まだ今日は終わらない


「……」


 お風呂から出て、部屋に戻ると先輩は静かに頷いて、部屋を出て行った。


 貸してくれた部屋着がちょうどいいサイズだったからなんとなく頷いたのか、それともちゃんと俺が服を着て出てきたから納得したのかはわからないけど。


 もっとわからないことが今、起こっている。

 おれを部屋に置いて先輩は、あろうことか風呂に入ってしまったのだ。


 もちろん覗いたりしていない。

 でも、部屋からでもシャワーの音とかが聞こえてくるので、先輩が風呂に入ったのだとわかる。


 俺は部屋で一人待たされながら、時々聞こえる風呂場の音にソワソワしているところ。


「……どうなってんだよ、これ」


 このまま待っていれば、風呂上がりの先輩が出てくるのは間違いない。


 間違っても裸で、なんてことはないにしても。


 濡れた髪の、湯上がりの先輩を見られるなんて興奮して頭の血管が切れてしまいそうだ。

 ……想像したらのぼせてきた。

 興奮したら鼻血が出そうになるのって、本当なんだな。


「……あっ」


 悶々としていると、ざばっと風呂から先輩が出る音がした。


 まずいと思ったがもう遅い。

 この部屋から外に出るには廊下にでなければならず、そして脱衣所の前を通らなければならない。

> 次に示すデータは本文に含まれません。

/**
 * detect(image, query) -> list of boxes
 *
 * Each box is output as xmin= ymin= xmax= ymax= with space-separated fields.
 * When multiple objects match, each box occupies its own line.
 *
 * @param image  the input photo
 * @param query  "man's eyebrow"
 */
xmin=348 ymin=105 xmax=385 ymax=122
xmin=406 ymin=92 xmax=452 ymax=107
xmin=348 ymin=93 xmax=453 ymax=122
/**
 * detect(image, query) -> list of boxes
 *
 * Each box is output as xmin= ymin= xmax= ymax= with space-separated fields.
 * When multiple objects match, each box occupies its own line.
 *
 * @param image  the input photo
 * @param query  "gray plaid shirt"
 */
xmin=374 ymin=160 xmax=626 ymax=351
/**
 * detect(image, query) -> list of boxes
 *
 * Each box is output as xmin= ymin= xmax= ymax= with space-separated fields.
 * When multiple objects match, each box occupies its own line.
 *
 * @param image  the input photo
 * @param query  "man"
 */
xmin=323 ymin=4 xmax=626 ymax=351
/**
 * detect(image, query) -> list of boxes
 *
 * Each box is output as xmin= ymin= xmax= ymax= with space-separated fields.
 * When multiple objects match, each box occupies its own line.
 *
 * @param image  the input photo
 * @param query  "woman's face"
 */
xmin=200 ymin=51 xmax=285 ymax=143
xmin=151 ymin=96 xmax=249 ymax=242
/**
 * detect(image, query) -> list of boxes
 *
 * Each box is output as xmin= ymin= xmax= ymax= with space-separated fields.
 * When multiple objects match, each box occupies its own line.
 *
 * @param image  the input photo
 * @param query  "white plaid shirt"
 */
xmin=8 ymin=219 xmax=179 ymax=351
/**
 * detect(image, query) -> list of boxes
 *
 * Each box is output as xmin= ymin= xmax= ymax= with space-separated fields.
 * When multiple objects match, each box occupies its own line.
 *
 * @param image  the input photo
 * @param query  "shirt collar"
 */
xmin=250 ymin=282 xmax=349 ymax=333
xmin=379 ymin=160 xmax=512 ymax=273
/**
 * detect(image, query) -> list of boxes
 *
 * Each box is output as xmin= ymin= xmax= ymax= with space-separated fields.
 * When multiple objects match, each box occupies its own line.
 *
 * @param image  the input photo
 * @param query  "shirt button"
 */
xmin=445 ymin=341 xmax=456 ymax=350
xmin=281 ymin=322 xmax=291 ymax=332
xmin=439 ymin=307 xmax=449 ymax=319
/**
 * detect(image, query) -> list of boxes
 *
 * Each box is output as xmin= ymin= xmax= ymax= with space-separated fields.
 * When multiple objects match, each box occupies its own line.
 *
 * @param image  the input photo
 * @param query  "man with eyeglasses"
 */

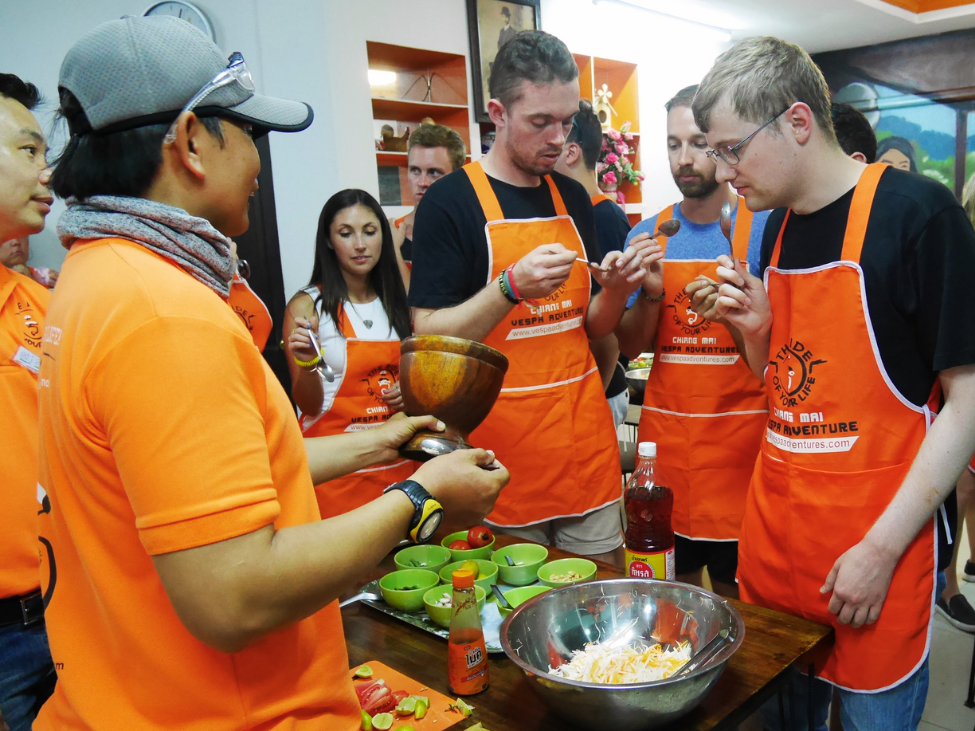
xmin=614 ymin=85 xmax=771 ymax=598
xmin=389 ymin=123 xmax=466 ymax=289
xmin=687 ymin=36 xmax=975 ymax=729
xmin=34 ymin=17 xmax=507 ymax=731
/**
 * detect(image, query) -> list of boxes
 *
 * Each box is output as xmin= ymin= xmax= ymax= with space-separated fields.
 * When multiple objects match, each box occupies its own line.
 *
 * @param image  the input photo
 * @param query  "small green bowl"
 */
xmin=537 ymin=558 xmax=598 ymax=587
xmin=394 ymin=544 xmax=452 ymax=574
xmin=438 ymin=559 xmax=498 ymax=595
xmin=497 ymin=585 xmax=551 ymax=617
xmin=491 ymin=543 xmax=549 ymax=586
xmin=441 ymin=531 xmax=496 ymax=561
xmin=378 ymin=569 xmax=440 ymax=612
xmin=423 ymin=584 xmax=487 ymax=628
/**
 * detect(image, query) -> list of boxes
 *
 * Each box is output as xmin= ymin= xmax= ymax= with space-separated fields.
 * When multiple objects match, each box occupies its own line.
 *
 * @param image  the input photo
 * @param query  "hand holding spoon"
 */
xmin=576 ymin=219 xmax=681 ymax=272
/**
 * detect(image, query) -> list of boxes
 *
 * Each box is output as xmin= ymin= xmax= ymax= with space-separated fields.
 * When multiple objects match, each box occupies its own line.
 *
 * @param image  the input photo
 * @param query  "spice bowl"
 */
xmin=491 ymin=543 xmax=549 ymax=586
xmin=439 ymin=559 xmax=498 ymax=595
xmin=496 ymin=585 xmax=550 ymax=618
xmin=537 ymin=558 xmax=597 ymax=587
xmin=441 ymin=531 xmax=496 ymax=561
xmin=394 ymin=544 xmax=452 ymax=574
xmin=423 ymin=584 xmax=487 ymax=628
xmin=378 ymin=569 xmax=440 ymax=613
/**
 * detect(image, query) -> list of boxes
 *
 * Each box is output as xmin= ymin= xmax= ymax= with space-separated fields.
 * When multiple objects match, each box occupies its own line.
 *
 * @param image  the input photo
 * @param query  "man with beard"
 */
xmin=409 ymin=31 xmax=656 ymax=564
xmin=614 ymin=85 xmax=770 ymax=596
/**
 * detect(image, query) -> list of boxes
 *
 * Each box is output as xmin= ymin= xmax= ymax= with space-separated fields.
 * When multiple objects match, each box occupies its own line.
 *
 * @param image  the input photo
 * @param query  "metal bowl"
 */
xmin=625 ymin=367 xmax=651 ymax=406
xmin=499 ymin=579 xmax=745 ymax=731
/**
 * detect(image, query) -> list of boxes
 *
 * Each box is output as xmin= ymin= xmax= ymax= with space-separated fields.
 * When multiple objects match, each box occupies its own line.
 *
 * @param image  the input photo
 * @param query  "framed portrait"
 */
xmin=466 ymin=0 xmax=541 ymax=123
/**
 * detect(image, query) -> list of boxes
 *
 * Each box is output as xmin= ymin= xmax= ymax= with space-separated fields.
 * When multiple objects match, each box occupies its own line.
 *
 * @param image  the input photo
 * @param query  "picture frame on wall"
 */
xmin=466 ymin=0 xmax=541 ymax=123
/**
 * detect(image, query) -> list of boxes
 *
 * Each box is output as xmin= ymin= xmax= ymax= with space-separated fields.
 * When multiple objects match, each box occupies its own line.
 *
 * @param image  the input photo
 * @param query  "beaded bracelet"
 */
xmin=293 ymin=353 xmax=321 ymax=368
xmin=498 ymin=271 xmax=519 ymax=304
xmin=642 ymin=287 xmax=666 ymax=303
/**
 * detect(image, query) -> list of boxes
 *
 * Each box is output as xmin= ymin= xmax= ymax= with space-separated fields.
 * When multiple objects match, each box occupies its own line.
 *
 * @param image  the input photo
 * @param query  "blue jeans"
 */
xmin=763 ymin=660 xmax=929 ymax=731
xmin=0 ymin=620 xmax=57 ymax=731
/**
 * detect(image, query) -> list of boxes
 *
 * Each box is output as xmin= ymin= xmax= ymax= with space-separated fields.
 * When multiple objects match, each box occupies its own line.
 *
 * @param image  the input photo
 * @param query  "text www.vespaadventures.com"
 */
xmin=765 ymin=429 xmax=859 ymax=453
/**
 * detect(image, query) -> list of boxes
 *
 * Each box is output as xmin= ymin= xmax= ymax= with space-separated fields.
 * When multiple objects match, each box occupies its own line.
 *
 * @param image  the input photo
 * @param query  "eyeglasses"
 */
xmin=705 ymin=106 xmax=791 ymax=166
xmin=163 ymin=52 xmax=255 ymax=145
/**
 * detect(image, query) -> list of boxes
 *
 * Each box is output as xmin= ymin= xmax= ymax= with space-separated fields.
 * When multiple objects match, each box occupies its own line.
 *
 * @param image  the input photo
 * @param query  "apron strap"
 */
xmin=544 ymin=175 xmax=569 ymax=217
xmin=463 ymin=161 xmax=505 ymax=222
xmin=336 ymin=302 xmax=357 ymax=339
xmin=590 ymin=193 xmax=614 ymax=207
xmin=731 ymin=197 xmax=753 ymax=263
xmin=654 ymin=204 xmax=676 ymax=255
xmin=841 ymin=163 xmax=888 ymax=264
xmin=770 ymin=210 xmax=790 ymax=269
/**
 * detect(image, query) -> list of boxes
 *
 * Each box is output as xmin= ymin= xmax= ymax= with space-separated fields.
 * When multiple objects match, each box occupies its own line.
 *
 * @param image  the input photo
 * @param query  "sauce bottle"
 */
xmin=447 ymin=569 xmax=489 ymax=695
xmin=624 ymin=442 xmax=675 ymax=580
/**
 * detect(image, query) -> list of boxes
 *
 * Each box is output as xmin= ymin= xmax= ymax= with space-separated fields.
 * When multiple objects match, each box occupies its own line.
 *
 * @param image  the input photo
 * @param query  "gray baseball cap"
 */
xmin=59 ymin=15 xmax=312 ymax=135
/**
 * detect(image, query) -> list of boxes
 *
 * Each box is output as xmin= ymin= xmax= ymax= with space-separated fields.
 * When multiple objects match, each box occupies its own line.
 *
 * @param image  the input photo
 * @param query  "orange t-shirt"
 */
xmin=35 ymin=238 xmax=359 ymax=731
xmin=0 ymin=265 xmax=49 ymax=599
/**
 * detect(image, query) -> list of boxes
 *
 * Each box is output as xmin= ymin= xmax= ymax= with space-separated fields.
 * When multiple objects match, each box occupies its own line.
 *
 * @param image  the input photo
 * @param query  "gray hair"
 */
xmin=692 ymin=36 xmax=836 ymax=144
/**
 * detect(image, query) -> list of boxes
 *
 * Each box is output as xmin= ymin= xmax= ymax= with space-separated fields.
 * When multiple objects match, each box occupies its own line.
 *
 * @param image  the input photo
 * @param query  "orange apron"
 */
xmin=227 ymin=272 xmax=272 ymax=352
xmin=464 ymin=162 xmax=622 ymax=527
xmin=300 ymin=303 xmax=413 ymax=519
xmin=738 ymin=163 xmax=935 ymax=691
xmin=590 ymin=193 xmax=616 ymax=207
xmin=0 ymin=267 xmax=49 ymax=598
xmin=638 ymin=201 xmax=767 ymax=540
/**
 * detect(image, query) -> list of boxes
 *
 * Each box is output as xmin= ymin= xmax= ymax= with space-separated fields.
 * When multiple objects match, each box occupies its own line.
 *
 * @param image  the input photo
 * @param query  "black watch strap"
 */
xmin=384 ymin=480 xmax=444 ymax=543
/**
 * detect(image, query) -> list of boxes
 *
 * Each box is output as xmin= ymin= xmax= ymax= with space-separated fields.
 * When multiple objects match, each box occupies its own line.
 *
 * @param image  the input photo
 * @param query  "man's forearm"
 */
xmin=304 ymin=430 xmax=398 ymax=485
xmin=862 ymin=365 xmax=975 ymax=560
xmin=412 ymin=281 xmax=514 ymax=342
xmin=615 ymin=296 xmax=660 ymax=360
xmin=585 ymin=288 xmax=629 ymax=340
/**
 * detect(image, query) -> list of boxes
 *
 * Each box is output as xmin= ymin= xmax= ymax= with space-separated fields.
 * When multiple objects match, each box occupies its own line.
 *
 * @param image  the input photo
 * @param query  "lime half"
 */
xmin=395 ymin=696 xmax=417 ymax=715
xmin=353 ymin=665 xmax=373 ymax=679
xmin=359 ymin=710 xmax=373 ymax=731
xmin=371 ymin=713 xmax=394 ymax=730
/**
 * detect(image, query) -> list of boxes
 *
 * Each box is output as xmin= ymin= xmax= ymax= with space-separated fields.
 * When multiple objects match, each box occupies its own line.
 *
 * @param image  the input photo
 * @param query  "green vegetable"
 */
xmin=359 ymin=710 xmax=373 ymax=731
xmin=371 ymin=713 xmax=393 ymax=730
xmin=353 ymin=665 xmax=373 ymax=679
xmin=395 ymin=696 xmax=416 ymax=715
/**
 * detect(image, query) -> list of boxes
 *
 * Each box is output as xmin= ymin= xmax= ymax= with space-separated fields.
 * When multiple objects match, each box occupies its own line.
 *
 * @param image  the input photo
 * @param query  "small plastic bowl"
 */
xmin=394 ymin=544 xmax=452 ymax=574
xmin=497 ymin=585 xmax=551 ymax=618
xmin=378 ymin=569 xmax=440 ymax=612
xmin=537 ymin=558 xmax=598 ymax=587
xmin=423 ymin=584 xmax=487 ymax=628
xmin=441 ymin=530 xmax=496 ymax=561
xmin=491 ymin=543 xmax=549 ymax=586
xmin=438 ymin=559 xmax=499 ymax=595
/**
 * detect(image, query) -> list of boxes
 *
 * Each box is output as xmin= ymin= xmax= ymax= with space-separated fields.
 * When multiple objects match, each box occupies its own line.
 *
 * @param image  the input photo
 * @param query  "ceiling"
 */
xmin=727 ymin=0 xmax=975 ymax=52
xmin=611 ymin=0 xmax=975 ymax=53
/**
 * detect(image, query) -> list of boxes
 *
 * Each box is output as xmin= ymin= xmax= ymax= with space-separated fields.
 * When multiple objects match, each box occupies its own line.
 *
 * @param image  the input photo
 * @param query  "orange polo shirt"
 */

 万が一、着替え途中の先輩と鉢合わせなんかしたら……嫌われるなんて騒ぎではない。


「……平常心だ、平常心」


 すう、はあ。

 何度か深呼吸をして気持ちを整える。


 そして、ペタペタと足音が聞こえ。


 部屋の扉が開く。


「あ」

「どうしたの?」

「い、いえ。なんでもないです」


 正直なところ、先輩の寝間着姿とかを想像していたのだけど、先輩は普通に白のTシャツにジーンズという、今からお出かけでもするかのような格好で出てきた上に、髪もきちんと乾いていた。


 風呂上がり、という感じがあまりしない。

 だから、さっきまでの広がった妄想も打ち消されて少し興奮が冷めかけていた、のだけど。


「染谷君」

「は、はい?」

「テレビ、つけていい?」

「え、ええ。いいですけど」

「そ。じゃあ」

「あ」


 隣に先輩が座ると、まるでここがお花畑にでも早変わりしたかのような、爽やかで甘い香りに包まれた。


 さっき借りた服の香りにも似ているけど、それがもっと濃くなったような感じで、冷静になりかけた頭がまたクラクラしてくる。


「染谷君」

「……」

「染谷君?」

「へ? あ、ああすみません、なんですか?」

「テレビ、普段はどんなの見るの? 男の子なら、野球とか?」

「ん、んーと……先輩は野球好きなんですか?」

「んーん、わかんない。運動、苦手だから」

「そうですか。俺もまあ……あんまり見ないかな」


 と、言っている間もずっとチャンネルを回している先輩は、料理番組のところで少し手が止まった。


 普段俺はこういうバラエティを見ないけど、先輩がもしかしたら興味があるのかもと思って、「これにしません?」と聞いてみた。



「料理、美味しそう?」

「え、ええ。それに、美味しそうですよ、これ」


 ちょうど焼けたステーキが画面に映った。

 率直にその感想を言うと、プツンとテレビの電源が切れた。


「あれ?」

「……私、でかけてくる」

「え、今からですか?」

「染谷君は待ってて」

「で、でももう夜ですよ?」

「待ってて」

「は、はい」


 先輩は、さっと立ち上がると足早に部屋を出ていった。


 そして少し強めに扉を閉めて、そのままどこかへ行ってしまった。



「……いじわる」


 私のご飯食べたのに。

 なのに、あんなステーキが美味しそうだなんて、ちょっとむかついちゃった。


 私だって、あれくらいできるのに。

 作ってたのが綺麗な女の人だったから、意地悪で言ったんだ。


 お肉、買ってこないと。

 あんなのを美味しそうって思われながら染谷君に一晩過ごさせたくないもん。

 

 私の料理で満たされて、眠ってほしいから。


 夜食はステーキ。

 せっかくお風呂入ったけど、いい。


 ステーキを食べてもらったらもう一度ちゃんと体を洗って、それから。